Marcus hesitates, surprised and a little wary. He doesn't much like games, but he _is_ tired of reading, and he's loath to say no to Pomponius. Marcus can't fathom why Pomponius is so eager to cultivate him as a friend, but he's been so persistent, giving Marcus free run of the books his parents send him from Athens - his father is highly placed under the governor there, although of an old Roman family, Frenullus had been careful to mention (although you wouldn't know it, he had said, to look at the length of young Pomponius' hair) - and it's nice to talk to someone about books. Pomponius seems happy to listen, although Marcus feels crushingly young next to him, and hates not knowing whether he's showing it. Playing tails, though, that seems more - informal - than he's used to.

"I'll teach you Athenian rules," Pomponius grins. "They're much more difficult than the version they play around here." He pulls a set of knuckles out of his pocket. Marcus sets his book and his misgivings aside, and listens carefully while Pomponius tells him the rules. Halfway through explaining why Venus beats the Dogs, he stops.

"Tullius," he says. "There won't be a test."

Marcus starts. "What?"

"Smile," he says gently. "You always look so anxious."

Marcus forces his face into a smile, sheepish. "I apologise," he says, face heating with embarrassment at his own awkwardness. "I didn't mean to -"

"Don't apologise! This is exactly what I'm talking about!" Pomponius explodes, his voice cracking with animation. "We're friends, aren't we? You act like I'm going to steal your purse or violate you or something."

Marcus' mouth drops open. Pomponius grins wickedly, and flicks his gaze lasciviously down. "Stop gaping, or you'll give me ideas."

Marcus is mortified to hear himself let out a giggle, high with shock, and he claps his hand over his mouth.

"That's more like a proper young Roman," Pomponius says, in a pitch-perfect imitation of Stiro, and Marcus can't help it, he laughs and laughs as Pomponius keeps it up - "Chin up, young Cicero! Hup! What's all this amusement? I take it you find Posidonius' venerable geological treatise _risible_?" until Marcus can hardly breathe and flaps a hand for him to stop.

They play tails with Pomponius' strange rules until it starts to get dim, and Scintilla calls Marcus from inside.

"Stay for dinner," Marcus says. "I'm just starting to get good."

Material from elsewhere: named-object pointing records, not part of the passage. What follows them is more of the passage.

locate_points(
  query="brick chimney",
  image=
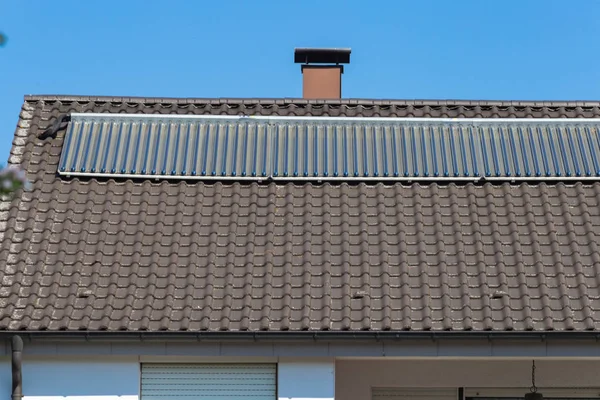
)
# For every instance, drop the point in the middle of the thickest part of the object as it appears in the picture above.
(322, 72)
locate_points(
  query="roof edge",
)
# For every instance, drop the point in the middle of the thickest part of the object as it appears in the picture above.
(301, 336)
(285, 100)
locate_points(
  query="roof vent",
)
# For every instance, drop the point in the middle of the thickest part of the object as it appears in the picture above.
(324, 80)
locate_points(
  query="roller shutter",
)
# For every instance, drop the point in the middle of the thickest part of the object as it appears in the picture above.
(414, 394)
(209, 381)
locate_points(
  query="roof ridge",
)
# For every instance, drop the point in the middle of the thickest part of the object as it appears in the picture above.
(287, 100)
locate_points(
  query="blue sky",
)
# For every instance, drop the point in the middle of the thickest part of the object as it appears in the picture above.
(463, 49)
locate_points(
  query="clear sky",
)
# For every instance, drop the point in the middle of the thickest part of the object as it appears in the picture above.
(442, 49)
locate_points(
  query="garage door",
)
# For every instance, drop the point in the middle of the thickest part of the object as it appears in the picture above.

"No you're not," says Pomponius. He steals Marcus' cup to take a sip, and nudges Posidonius with his foot. "What do you make of him, then, anyway? You know what they say - geological treatises are the cornerstone of a good education."

"Oh, it's riveting," Marcus says. "I particularly liked the four hundred lines on the weight of marble. I felt crushed under the weight of his wisdom. Flattened."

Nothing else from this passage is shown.